Colunistas / Literatura
Rosa de Lima

ROSA DE LIMA COMENTA "MULHER PRETA NA POLITICA", DE OLÍVIA SANTANA

É, portanto, um livro onde os leitores são direcionados para um determinado ponto de vista que a autora defende piamente, mas que também permite reflexões.
06/10/2023 às 08:30
   A deputada estadual Olivia Santana militante de longa data do Partido Comunista do Brasil (PCdoB) e eleita com mais de 90 mil votos na última eleição foi efetivada por seu partido como pré-candidata a prefeita da capital baiana (2024) integrando a Federação (PCdoB/PV/PT). Aguarda um aprove-se pelo Comitê Político da Base Aliada do governo Jerônimo Rodrigues (PT) se será à sua candidatura que terá apoio do governador e da base (inclui outros partidos como o PSD, PSB, MDB, etc) como única a enfrentar o prefeito Bruno Reis, candidato natural à reeleição. 

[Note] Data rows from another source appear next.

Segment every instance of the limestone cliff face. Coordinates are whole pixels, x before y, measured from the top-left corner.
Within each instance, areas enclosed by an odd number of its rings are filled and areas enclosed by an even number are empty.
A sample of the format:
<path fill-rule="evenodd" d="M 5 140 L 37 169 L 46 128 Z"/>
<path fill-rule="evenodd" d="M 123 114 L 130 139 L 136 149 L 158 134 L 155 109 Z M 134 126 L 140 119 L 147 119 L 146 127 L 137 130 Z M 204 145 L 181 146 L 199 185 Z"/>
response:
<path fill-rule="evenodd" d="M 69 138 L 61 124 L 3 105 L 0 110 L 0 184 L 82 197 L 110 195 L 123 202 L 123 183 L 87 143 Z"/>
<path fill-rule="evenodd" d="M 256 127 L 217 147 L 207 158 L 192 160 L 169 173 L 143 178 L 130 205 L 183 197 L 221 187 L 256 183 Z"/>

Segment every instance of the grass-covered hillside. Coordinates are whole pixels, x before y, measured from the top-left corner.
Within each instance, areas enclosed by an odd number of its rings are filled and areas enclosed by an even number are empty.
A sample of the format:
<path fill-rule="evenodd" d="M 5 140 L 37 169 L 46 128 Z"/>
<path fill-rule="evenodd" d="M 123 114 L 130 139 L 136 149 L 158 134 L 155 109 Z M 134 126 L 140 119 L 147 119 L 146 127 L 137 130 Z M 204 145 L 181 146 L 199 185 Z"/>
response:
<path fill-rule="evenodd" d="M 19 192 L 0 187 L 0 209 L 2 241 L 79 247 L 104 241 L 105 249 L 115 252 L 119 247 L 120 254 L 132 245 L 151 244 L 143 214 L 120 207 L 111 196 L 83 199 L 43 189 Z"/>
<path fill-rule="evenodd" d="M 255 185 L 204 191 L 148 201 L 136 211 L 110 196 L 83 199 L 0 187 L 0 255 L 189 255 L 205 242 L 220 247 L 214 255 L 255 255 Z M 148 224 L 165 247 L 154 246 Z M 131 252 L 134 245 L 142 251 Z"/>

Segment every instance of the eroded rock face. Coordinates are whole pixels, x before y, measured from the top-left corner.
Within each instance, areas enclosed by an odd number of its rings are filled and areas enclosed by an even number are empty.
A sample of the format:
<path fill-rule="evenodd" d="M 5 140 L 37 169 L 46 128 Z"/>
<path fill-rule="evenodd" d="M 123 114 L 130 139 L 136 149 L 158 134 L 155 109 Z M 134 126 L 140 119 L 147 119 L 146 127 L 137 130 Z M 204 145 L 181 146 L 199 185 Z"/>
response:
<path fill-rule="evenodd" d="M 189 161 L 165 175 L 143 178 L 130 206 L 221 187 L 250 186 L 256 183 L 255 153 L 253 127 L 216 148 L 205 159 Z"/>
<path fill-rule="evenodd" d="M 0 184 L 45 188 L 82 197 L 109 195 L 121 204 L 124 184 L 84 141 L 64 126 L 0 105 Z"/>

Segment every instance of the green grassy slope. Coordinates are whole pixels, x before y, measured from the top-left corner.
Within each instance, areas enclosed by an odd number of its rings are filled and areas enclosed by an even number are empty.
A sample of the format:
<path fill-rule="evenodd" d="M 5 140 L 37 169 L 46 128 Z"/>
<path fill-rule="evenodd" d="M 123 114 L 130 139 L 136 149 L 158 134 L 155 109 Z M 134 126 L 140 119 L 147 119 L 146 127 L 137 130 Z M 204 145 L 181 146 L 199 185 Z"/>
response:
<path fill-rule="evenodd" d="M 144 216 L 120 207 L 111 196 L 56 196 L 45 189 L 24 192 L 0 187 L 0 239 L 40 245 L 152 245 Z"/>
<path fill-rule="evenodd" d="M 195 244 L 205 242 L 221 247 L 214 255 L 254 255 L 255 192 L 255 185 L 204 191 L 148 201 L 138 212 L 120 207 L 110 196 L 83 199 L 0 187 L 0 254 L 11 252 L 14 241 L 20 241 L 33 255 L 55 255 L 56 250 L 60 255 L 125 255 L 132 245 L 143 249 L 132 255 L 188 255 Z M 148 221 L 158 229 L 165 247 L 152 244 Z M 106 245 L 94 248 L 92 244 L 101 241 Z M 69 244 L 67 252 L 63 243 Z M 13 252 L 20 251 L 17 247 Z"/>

   Quem conhece Olivia sabe que, provavelmente, ela insistirá na sua pré-candidatura ao menos no primeiro turno ainda que não seja a preferencial da base governista, uma vez que nada teria a perder visto que a eleição é decidida em dois turnos na capital. O mais sensato, no entanto, é esperar o que vai acontecer sem emitir uma opinião que possa significação especulação.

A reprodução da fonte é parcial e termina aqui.